Start your All-Access Pass
Buy just this tutorial for $12.00

Look at us go! In our state processor, we have successfully transformed the UserApi into a User entity. So let's save it! We could inject the entity manager, persist and flush... and call it a day. But I'd rather offload that work to the core PersistProcessor. Search for that file and open it.

It does the simple persisting and flushing... but it also has some pretty complex logic for PUT operations. We're not really using those, but the point is: better to reuse this class than try to roll our own logic.

Calling the Core PersistProcessor

How we do that should be familiar by this point. Add a private ProcessorInterface $persistProcessor... and so Symfony knows precisely which service we want, include the #[Autowire()] attribute, with service set to PersistProcessor (in this case, there's only one to choose from) ::class.

Very nice! Below, save with $this->persistProcessor->process() passing $entity, $operation, $uriVariables, and $context... which are all the same arguments we have up here.

Oh, and like before, when we generated this class, it generated process() with a void return type. That's not exactly correct. You don't have to return anything from state processors, but you can. And whatever you do return - in this case, we'll return $data - will ultimately become the "thing" that is serialized and returned back to the user. If you don't return anything, it will use $data.

Setting the id onto the DTO

Ok, I think this should work (Famous last words...).

symfony php bin/phpunit --filter=testPostToCreateUser

And... it bombs. We're still getting a 400 error, and it's still Unable to generate an IRI for the item.

So... what's going on? We map the UserApi to a new User object and save the new User... which causes Doctrine to assign the new id to that entity object. But we never take that new id and put it back onto our UserApi.

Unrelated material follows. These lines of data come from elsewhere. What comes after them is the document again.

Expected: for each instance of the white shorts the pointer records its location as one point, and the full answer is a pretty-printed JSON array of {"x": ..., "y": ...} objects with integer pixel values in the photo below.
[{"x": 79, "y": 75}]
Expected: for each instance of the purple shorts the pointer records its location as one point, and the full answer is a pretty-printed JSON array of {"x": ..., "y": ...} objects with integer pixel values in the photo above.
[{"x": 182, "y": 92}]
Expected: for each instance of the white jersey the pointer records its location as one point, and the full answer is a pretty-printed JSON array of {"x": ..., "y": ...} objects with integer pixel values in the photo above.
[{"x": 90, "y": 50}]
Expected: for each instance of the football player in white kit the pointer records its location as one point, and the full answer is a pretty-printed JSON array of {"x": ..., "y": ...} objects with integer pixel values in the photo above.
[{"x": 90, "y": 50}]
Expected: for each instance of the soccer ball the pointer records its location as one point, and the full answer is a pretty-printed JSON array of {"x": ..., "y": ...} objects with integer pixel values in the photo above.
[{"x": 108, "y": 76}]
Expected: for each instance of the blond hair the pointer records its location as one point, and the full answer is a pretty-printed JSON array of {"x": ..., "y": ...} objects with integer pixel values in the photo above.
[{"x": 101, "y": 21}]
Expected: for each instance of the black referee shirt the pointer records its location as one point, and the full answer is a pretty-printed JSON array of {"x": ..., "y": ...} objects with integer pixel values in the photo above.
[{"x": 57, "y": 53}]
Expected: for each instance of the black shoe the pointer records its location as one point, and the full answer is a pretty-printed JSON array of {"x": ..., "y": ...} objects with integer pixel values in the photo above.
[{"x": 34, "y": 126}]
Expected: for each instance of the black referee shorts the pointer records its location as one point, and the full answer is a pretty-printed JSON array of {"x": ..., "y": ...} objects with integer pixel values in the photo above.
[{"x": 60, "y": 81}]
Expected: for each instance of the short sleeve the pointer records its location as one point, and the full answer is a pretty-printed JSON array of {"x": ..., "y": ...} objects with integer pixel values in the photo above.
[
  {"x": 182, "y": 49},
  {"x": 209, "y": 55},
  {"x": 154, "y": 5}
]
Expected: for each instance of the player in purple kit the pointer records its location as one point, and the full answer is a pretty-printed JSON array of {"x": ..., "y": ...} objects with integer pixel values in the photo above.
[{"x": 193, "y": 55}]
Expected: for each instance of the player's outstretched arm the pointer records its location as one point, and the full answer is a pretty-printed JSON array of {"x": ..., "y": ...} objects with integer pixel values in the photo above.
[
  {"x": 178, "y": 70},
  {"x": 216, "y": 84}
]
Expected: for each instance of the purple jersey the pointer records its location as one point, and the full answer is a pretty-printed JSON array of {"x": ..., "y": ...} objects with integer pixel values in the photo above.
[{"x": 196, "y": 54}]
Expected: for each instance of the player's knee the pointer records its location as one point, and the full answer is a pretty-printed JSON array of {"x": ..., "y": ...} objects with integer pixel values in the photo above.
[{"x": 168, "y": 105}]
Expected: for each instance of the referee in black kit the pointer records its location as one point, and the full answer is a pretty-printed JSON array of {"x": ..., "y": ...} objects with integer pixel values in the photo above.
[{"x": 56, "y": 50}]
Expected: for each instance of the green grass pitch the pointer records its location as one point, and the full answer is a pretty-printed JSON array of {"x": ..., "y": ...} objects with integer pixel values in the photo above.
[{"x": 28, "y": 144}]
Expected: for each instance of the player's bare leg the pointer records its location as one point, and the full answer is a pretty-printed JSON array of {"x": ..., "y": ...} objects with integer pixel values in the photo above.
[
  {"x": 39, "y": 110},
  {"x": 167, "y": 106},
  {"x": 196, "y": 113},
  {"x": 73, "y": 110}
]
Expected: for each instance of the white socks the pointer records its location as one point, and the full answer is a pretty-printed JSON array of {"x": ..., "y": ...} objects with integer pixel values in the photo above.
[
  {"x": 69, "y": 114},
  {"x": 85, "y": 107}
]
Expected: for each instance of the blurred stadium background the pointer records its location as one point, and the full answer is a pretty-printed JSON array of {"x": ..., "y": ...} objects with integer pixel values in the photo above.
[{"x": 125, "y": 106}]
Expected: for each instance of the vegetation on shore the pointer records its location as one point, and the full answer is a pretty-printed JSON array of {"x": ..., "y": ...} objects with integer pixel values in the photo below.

To fix this, after saving, add $data->id = $entity->getId().

And if we try it now...

symfony php bin/phpunit --filter=testPostToCreateUser

it still fails... but we got further this time! The response looks good. It returned a 201 status code with the new user info. It's failing on the part of the test where it tries to use the password to log in. That's because our password is currently set to... TODO. We'll fix that in a minute.

Handling the Delete Operation

But first, when we set the processor on the top level #[ApiResource], this became the processor for all operations: POST, PUT, PATCH, and DELETE. POST, PUT, and PATCH are all pretty much the same: save the object to the database. But DELETE is different: we're not saving, we're removing.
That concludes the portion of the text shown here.